The performance of predictors for genotype BLUEs with traits of all three categories (C, T, Q) varied strongly depending on the resampling strategy (Table 4). In the most advantageous situation where only the genotype was unseen, RF outperformed PLS with strong correlations and the lowest RMSE and nRMSE. Nevertheless, when using unseen environments as resampling strategy, the correlation dropped for both algorithms, indicating severe overfitting. Further intensifying the resampling strategy to unseen genotypes in unseen environments restored the prediction capacity to some extent for PLS, but less for RF.

Consequently, PLS was favored for the target traits overall yield performance, yield stability, grain protein content and breeders’ selection decisions. The hyperparameter of PLS (number of components; ncomp) was re-tuned for each trait. This resulted in a PLS with one component (PLS(1)) for overall yield performance, stability, and grain protein content, and a PLS with four components (PLS(4)) for selection decision predictions.

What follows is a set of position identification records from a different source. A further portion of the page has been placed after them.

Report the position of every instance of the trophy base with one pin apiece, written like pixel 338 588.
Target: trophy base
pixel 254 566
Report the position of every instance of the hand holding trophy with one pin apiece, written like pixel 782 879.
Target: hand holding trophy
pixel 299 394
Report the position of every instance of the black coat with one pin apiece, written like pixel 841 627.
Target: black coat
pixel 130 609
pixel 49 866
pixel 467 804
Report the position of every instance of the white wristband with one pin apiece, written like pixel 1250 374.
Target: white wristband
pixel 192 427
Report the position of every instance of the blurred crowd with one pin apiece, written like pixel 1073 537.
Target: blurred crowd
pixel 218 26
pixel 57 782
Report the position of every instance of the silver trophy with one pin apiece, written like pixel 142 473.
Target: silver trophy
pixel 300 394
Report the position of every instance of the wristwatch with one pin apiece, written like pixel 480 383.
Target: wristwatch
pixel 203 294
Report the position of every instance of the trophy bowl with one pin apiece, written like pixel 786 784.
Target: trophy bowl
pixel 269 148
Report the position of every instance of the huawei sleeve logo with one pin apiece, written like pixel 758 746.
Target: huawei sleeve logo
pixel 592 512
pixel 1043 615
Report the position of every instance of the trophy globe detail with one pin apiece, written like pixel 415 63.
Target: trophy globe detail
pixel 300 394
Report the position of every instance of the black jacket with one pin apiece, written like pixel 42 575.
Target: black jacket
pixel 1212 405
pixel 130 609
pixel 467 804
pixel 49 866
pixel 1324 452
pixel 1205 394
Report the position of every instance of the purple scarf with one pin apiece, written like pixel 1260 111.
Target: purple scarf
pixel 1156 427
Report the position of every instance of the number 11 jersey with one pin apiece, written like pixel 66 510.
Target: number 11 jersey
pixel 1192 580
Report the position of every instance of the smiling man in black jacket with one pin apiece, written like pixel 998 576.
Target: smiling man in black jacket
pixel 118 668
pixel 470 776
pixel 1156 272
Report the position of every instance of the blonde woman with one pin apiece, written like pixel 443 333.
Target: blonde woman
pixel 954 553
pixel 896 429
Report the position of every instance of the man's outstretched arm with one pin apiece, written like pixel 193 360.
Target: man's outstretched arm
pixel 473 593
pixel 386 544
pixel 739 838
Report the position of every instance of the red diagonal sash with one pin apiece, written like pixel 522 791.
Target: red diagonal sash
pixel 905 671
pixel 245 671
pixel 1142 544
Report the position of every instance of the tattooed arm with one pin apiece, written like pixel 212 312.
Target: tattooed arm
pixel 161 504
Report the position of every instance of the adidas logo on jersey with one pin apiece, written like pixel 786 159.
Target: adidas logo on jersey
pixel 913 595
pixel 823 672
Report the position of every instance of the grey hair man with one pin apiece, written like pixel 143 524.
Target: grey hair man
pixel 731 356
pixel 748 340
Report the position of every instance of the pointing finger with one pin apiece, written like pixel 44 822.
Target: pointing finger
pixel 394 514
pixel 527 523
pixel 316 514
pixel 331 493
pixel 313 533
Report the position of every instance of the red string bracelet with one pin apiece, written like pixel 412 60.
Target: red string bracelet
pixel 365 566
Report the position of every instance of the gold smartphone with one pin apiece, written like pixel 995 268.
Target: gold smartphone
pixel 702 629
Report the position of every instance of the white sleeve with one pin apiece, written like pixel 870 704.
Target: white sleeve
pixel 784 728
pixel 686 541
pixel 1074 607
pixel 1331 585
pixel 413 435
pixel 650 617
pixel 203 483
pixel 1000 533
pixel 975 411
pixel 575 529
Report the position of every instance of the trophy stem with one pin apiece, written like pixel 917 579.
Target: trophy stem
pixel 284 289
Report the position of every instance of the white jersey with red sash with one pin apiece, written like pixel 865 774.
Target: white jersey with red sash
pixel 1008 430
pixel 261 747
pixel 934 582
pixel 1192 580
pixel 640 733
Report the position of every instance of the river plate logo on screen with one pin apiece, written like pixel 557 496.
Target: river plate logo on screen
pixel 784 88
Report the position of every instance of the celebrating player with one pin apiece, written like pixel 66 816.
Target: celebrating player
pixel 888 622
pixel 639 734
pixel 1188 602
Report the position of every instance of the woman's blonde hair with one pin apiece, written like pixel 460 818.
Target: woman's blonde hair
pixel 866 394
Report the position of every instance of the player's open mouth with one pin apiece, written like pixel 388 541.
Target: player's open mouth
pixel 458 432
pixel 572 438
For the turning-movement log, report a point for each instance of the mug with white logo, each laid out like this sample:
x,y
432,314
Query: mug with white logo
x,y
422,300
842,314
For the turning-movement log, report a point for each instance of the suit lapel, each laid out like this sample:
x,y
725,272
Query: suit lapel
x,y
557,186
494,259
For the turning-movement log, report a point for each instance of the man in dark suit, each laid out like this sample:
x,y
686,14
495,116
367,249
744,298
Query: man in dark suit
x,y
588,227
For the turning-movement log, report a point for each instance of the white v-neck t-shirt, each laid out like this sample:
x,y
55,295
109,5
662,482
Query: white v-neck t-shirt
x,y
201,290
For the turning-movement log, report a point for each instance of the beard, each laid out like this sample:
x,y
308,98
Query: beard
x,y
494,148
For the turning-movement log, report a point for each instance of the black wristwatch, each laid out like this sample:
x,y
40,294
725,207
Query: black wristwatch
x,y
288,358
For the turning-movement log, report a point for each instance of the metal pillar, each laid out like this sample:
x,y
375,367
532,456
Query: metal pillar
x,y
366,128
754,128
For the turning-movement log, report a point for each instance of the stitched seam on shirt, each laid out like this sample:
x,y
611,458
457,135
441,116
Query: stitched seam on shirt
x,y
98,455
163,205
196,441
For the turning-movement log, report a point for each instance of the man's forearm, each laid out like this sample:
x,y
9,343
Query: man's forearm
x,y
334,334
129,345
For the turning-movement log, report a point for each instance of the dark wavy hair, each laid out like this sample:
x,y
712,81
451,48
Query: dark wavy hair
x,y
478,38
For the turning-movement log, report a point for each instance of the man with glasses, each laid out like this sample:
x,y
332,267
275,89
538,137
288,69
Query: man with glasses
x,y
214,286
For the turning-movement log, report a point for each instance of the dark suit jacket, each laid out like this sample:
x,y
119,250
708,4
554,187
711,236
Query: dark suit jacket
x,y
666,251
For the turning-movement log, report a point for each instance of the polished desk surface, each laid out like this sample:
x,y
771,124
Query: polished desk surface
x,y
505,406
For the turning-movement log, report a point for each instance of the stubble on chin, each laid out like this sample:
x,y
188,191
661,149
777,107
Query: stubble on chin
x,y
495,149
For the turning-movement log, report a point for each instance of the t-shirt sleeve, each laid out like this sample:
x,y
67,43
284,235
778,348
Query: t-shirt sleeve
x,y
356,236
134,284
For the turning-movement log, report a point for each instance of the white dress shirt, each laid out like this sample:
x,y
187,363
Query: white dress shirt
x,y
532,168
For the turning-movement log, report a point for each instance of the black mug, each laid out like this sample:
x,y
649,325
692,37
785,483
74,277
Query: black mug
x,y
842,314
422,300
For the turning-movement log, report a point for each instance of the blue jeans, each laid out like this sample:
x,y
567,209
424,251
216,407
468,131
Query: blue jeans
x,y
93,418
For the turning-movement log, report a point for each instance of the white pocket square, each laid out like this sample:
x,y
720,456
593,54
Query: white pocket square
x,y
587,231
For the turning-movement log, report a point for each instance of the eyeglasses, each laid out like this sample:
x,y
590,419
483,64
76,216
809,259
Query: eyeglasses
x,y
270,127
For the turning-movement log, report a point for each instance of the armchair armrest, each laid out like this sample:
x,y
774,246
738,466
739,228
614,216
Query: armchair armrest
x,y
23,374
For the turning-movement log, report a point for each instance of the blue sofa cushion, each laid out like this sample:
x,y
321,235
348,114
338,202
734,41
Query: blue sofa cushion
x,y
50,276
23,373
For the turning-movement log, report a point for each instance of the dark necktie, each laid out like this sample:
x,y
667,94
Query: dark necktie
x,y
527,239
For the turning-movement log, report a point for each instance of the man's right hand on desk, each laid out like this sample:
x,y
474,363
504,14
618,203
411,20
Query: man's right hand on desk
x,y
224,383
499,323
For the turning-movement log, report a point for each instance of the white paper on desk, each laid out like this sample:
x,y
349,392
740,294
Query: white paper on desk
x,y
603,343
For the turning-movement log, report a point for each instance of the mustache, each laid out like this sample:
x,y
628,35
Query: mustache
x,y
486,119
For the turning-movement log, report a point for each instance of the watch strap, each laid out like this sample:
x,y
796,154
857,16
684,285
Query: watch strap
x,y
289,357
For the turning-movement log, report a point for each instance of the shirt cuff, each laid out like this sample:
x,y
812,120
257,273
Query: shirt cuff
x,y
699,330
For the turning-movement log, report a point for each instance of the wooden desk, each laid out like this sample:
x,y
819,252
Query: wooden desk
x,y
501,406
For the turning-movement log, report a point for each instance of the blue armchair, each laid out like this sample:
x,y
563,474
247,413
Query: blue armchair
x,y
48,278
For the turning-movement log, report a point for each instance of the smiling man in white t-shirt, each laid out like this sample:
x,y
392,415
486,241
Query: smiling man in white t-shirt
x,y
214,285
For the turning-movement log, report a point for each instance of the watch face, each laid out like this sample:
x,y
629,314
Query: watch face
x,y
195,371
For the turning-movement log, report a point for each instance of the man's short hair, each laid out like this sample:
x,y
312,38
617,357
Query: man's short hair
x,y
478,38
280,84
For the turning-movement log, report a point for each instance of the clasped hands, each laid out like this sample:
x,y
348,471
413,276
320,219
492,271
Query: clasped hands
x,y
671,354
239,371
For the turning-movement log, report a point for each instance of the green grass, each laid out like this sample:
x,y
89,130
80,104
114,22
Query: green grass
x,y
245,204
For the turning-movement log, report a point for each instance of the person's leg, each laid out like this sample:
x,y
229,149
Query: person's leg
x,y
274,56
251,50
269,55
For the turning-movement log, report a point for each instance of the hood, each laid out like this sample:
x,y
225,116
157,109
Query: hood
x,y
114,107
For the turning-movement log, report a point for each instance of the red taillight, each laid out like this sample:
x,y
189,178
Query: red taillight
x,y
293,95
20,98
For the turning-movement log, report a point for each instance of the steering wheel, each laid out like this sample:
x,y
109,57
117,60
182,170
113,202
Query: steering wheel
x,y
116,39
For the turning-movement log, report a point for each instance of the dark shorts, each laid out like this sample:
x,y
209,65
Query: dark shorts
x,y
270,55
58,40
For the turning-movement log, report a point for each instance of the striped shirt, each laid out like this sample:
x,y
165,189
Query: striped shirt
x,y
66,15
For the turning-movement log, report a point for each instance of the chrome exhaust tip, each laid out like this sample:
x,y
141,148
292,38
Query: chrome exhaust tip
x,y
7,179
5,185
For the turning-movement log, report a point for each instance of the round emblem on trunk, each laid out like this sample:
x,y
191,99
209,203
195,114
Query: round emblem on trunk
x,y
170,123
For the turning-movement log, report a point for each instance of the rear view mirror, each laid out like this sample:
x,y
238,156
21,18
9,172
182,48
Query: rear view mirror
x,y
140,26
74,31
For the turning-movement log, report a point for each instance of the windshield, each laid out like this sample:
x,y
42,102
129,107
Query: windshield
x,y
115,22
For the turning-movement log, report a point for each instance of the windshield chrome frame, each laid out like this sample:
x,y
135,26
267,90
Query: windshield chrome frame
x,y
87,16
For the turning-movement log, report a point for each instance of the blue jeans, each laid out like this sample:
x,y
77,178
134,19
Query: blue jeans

Table 4 Spearman’s rank correlation (\(r_s\)), root mean squared error (RMSE) and normalized RMSE (nRMSE) of benchmarks with partial least square (PLS) and random forest (RF) regressors for different resampling strategies and combinations of timing of key stage (T), quantities (Q) and dose–response curve parameter (C) predictors

Quantity traits are good protein content predictors, overall performance and yield stability predictions profit from traits of all three categories

For overall yield performance (OP) predictions, quantity traits (Q) and timing traits (T) contributed the most to both a high prediction accuracy (\(r_s\)) and low RMSE (Table 4). Using only dose–response curve traits (C) resulted in poorer predictors. Nevertheless, combining traits of all three categories (C, T, Q) could further improve the RMSE in comparison with using only Q or T traits.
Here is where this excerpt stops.